Am Beispiel des afrikanischen Landes Kamerun werden in dieser Arbeit zentrale Aspekte der Frankophonie, der Sprachvarianten des Standard-Französischen und der Mehrsprachigkeitsbedingungen als generelles Problem multilingualer Gesellschaften diskutiert. Der Aufbau der Arbeit wird von der doppelten Zielsetzung bestimmt, sowohl ein Beschreibungsmodell für komplexe Sprachsituationen zu entwickeln als auch dieses auf die Situation in Kamerun exemplarisch anzuwenden.
Dabei werden zunächst die sprachlichen, politischen und kulturellen Bedingungen erarbeitet, die dem Französischen eine weltweite Expansion ermöglichten, wobei die wichtigsten Aspekte der Sprachgeschichte bis zur Revolution, die Etappen der französischen Kolonialgeschichte und schließlich die Phasen der Entwicklung der institutionalisierten Frankophonie bis zur aktuellen Organisationsstruktur der OIF berücksichtigt werden.
Nach der Bestimmung von Sprecherzahlen werden die vier bedeutendsten Vorschläge zur Modellierung der Rolle des Französischen in frankophonen Gesellschaften präsentiert. Dabei handelt es sich um den geo-historischen Ansatz Willy Bals, den durch Albert Valdman eingeleiteten Paradigmenwechsel zum Konzept der Vehikulär- und Vernakulärsprachen und der Problematisierung der Bezugsnorm für Typologisierungen, die von Gabriel Manessy vertretene soziolinguistisch-deskriptive Perspektive bei der Beschreibung von Varianten des Französischen in Afrika und schließlich um die von Claude Chaudenson entwickelte Beschreibungsmatrix. Da alle diese Ansätze die konkrete kommunikative Praxis und die Wirkungen der Konkurrenzsituation auf die Entwicklung der betroffenen Sprachen nur unzureichend berücksichtigen, werden zudem wichtige Ansätze zur Beschreibung von Sprachkontaktsituationen diskutiert, wie Diglossie, Glottophagie, Polyglossie und das Kontinuumkonzept.

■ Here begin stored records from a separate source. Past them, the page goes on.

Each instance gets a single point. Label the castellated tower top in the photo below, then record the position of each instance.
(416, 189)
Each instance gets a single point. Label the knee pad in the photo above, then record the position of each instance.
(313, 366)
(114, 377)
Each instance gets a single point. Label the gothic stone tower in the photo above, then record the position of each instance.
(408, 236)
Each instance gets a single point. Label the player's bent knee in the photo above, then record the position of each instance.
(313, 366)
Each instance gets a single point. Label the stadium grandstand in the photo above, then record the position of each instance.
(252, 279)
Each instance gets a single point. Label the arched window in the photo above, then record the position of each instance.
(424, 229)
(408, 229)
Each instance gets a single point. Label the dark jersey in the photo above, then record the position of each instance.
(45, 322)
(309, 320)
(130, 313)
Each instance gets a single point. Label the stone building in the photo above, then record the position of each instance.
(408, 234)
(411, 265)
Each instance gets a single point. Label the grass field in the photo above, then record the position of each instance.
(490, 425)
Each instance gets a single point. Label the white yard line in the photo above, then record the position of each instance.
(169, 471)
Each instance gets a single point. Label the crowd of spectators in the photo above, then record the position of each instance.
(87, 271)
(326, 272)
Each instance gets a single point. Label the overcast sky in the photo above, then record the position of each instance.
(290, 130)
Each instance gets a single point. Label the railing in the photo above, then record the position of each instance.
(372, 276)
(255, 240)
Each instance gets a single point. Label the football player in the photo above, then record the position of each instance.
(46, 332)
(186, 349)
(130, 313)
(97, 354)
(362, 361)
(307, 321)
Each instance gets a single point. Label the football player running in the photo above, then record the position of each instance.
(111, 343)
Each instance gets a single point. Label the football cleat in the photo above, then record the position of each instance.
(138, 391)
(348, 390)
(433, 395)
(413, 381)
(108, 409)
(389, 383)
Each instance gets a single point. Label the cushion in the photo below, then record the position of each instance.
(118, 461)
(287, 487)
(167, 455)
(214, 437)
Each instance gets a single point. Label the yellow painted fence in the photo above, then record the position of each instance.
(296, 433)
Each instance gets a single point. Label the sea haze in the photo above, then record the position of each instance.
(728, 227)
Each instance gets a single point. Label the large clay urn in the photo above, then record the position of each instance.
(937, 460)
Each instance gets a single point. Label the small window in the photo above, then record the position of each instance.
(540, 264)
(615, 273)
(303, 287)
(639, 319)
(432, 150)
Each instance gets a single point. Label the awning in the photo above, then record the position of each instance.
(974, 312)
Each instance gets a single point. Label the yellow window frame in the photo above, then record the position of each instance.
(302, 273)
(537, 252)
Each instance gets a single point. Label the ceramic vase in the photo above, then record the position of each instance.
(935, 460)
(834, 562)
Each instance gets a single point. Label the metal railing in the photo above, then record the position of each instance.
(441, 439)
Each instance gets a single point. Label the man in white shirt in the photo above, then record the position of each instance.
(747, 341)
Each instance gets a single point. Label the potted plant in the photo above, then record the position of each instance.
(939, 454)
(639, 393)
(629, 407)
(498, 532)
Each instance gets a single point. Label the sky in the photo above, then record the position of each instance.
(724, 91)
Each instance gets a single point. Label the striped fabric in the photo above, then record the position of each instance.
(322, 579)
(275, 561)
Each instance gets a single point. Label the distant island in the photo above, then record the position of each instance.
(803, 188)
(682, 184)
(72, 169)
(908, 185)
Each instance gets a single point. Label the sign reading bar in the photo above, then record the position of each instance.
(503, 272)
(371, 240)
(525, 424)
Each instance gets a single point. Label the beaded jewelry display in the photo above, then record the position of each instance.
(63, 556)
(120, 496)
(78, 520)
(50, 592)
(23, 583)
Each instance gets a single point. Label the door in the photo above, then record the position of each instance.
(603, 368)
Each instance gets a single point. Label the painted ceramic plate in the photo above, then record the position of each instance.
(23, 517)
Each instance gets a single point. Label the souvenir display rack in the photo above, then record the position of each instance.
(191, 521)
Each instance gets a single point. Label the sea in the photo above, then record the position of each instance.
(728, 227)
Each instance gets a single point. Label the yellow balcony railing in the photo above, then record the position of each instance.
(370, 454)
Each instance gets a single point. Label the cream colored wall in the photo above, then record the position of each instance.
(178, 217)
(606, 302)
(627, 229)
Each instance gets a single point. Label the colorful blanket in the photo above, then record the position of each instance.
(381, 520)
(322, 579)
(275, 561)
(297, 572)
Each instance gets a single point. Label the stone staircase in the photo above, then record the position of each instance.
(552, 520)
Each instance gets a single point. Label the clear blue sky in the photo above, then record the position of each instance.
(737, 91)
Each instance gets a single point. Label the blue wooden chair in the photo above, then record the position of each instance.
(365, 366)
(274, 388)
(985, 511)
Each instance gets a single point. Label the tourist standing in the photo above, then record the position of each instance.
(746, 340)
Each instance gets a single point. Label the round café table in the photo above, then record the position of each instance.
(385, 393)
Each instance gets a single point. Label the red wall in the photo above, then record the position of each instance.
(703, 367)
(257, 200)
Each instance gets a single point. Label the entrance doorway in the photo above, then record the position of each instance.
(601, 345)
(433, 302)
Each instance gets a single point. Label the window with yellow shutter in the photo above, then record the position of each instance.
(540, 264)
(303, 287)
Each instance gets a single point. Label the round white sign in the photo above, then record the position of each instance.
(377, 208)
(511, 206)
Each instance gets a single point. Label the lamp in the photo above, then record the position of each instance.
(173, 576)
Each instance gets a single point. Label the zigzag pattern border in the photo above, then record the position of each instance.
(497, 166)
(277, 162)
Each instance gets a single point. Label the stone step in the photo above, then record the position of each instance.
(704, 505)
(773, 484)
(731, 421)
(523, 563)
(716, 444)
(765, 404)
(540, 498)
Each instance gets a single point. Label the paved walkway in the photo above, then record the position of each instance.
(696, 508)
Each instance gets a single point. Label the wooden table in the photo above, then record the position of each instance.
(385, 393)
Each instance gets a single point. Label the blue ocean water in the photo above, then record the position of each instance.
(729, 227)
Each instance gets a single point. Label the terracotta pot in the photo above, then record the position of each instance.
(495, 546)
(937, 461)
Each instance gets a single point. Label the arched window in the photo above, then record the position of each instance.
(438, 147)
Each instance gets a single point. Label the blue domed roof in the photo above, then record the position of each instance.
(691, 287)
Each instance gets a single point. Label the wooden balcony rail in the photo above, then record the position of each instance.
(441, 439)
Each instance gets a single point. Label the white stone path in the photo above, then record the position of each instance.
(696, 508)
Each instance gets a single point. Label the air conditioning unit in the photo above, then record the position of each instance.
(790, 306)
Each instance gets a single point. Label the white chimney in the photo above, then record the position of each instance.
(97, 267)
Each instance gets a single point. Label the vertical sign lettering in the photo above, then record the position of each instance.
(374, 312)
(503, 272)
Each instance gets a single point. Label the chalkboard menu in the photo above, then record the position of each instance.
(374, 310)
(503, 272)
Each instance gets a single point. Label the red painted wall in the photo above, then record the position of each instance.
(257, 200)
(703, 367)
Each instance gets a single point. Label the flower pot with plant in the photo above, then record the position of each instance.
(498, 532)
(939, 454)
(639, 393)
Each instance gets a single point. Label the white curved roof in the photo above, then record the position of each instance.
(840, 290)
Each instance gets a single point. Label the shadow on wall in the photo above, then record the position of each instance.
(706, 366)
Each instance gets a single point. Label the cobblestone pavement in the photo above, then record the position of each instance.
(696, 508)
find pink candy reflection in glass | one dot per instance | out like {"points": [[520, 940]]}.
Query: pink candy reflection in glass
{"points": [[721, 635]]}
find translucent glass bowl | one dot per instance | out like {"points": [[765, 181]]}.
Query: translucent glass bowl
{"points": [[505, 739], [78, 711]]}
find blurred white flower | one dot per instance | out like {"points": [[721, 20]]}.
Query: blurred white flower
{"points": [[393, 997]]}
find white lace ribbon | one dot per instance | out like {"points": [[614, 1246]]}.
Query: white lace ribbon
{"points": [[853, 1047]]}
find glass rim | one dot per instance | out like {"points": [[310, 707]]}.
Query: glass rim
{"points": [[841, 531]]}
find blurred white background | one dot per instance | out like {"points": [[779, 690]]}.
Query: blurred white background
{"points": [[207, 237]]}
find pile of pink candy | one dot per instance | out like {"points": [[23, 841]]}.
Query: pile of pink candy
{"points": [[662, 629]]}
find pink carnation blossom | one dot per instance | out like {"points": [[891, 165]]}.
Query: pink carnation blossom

Mit Hilfe der Kenntnisse der historischen Bedingungen der Verbreitung, der Typologisierungskonzepte und der Theorien des Sprachkontaktes wird abschließend ein soziolinguistisches Profil des Französischen in Kamerun erstellt, welches von Beispielen eines im Rahmen dieser Arbeit erstellten Interviewkorpus illustriert wird. Erarbeitet werden dabei insbesondere die koloniale und postkoloniale Integration des Französischen in die kommunikative Praxis; die postkoloniale Situation der offiziellen Zweisprachigkeit und die staatliche Förderungspolitik; Varietäten wie das akrolektale Standardfranzösisch, das mesolektale Umgangsfranzösisch der Bildungsschichten und das basilektale Französisch der nicht skolarisierten Bevölkerung; das Camfranglais der städtischen jungen Erwachsenen mit seiner ludischen, kryptischen und identifikatorischen Funktion; die regionalen Ausprägungen der meso- und basilektalen Varietäten außerhalb der urbanen Zentren; die regional verschiedenen Hierarchien der Sprachen in der Einschätzung und im effektiven Gebrauch; die neu entstehenden Konkurrenzsituationen zwischen den basilektalen Varietäten und den afrikanischen Sprachen und schließlich die neu entstehende endogene Norm des "kamerunischen Französisch".